The president of AOL Broadband said Tuesday that the company has seen striking success in merging television content in the broadband environment.

Lisa Hook spoke during the Yankee Group's Connected Consumer Summit, a two-day event that finished Tuesday afternoon in New York City. She said that multimedia services that have become a part of AOL for Broadband have enhanced the experience of viewers of unscripted television programs and big events like the Super Bowl and the Grammy Awards. Those "small steps" were the signs of bigger things to come, she said.

One convergence between the Internet and television occurred during The Bachelorette's run on ABC earlier this year. Telepictures cut special footage for AOL, including right-after-the-boot interviews with ousted contestants. The interviews went up on the site immediately after the show aired.

Hook said this proved popular for AOL users, who went to the site after the show to get more on the unscripted series than was available on the TV show. "It's an instant watercooler effect," Hook said.

Also popular was AOL's access to the Super Bowl commercials after the third quarter of the game. The site was heavily accessed and a poll to pick favorite spots garnered 650,000 votes in the 24 hours after the game. "People were literally running over from the TV to the PC," she said.

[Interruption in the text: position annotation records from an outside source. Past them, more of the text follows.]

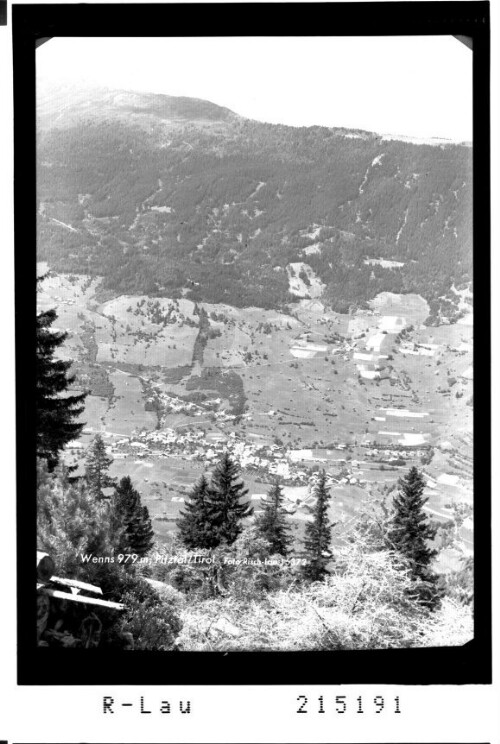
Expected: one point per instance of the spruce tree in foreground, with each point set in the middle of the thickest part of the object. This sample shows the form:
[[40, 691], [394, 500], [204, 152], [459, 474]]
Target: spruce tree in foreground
[[272, 523], [226, 510], [97, 464], [56, 412], [194, 523], [131, 520], [318, 533], [410, 530]]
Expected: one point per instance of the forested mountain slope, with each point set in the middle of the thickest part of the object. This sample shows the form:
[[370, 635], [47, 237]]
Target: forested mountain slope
[[179, 197]]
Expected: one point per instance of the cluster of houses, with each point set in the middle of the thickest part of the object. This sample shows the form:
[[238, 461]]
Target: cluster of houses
[[265, 460]]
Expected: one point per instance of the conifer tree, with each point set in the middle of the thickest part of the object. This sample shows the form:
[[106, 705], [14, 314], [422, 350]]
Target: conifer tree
[[97, 464], [272, 523], [409, 529], [140, 532], [56, 412], [131, 520], [226, 510], [194, 523], [318, 533]]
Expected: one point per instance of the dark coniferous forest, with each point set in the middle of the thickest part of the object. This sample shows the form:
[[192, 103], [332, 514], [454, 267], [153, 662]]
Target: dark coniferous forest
[[177, 197]]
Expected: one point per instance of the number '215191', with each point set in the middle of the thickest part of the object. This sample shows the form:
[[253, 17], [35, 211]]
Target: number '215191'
[[343, 704]]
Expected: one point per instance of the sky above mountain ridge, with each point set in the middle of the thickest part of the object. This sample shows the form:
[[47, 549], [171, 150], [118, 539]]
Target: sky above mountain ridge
[[416, 87]]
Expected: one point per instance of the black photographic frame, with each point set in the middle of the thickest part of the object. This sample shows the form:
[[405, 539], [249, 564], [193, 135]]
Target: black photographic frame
[[32, 24]]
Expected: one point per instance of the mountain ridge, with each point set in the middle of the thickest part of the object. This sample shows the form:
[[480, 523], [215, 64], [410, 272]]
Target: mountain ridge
[[214, 207]]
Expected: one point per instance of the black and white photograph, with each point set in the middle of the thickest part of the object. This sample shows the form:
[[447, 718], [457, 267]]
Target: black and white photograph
[[256, 344]]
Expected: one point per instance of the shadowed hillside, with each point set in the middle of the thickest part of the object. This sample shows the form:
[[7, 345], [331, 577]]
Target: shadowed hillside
[[179, 197]]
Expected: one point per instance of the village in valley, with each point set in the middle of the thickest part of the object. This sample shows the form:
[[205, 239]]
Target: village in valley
[[364, 395]]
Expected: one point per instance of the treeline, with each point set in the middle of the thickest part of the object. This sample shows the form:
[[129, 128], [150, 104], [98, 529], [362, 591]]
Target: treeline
[[239, 204]]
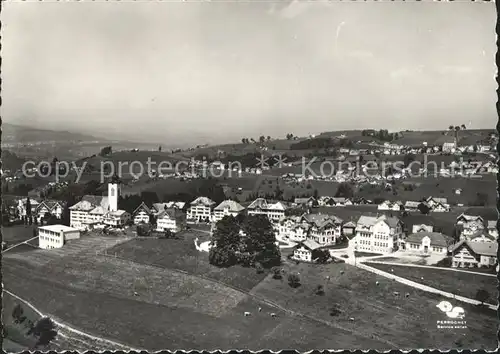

This has helped to extend the television-online community and is a step toward appointment viewing and instant television interactivity.

But that doesn't mean that AOL is going to take another step toward getting into television. Hook said AOL will leave that to broadcast and cable.

"We've lost quite enough money on AOL TV, so we're not really focused on owning the TV industry," Hook said in a response to a question from the Yankee Group conference's participants Tuesday morning. She said AOL Broadband would continue partnering with content providers in television and music.

Hook said AOL for Broadband has exceeded the company's expectations in its first months of operation. She said extensive research of Internet users - including 25,000 in and out of AOL's subscriber base - uncovered things that customers wanted and other features they didn't want. Hook said AOL was focusing on consumer wants in a broadband service.

AOL, which recently introduced AOL 8.0 Plus for primarily broadband customers, was moving away from a software-industry model of updates every year or so and toward a day-to-day evaluation model. "We're becoming more of a media company," Hook said.

She outlined some of the innovations that AOL consumers wanted, and said that the majority of quality content on the Net was moving toward a paid model.

"Content is going a la carte," Hook said. She described some of the services, which include virus and security software updating, and content from Cable News Network and NASCAR. "There's not much that's any quality that's free on the Net anymore," she said.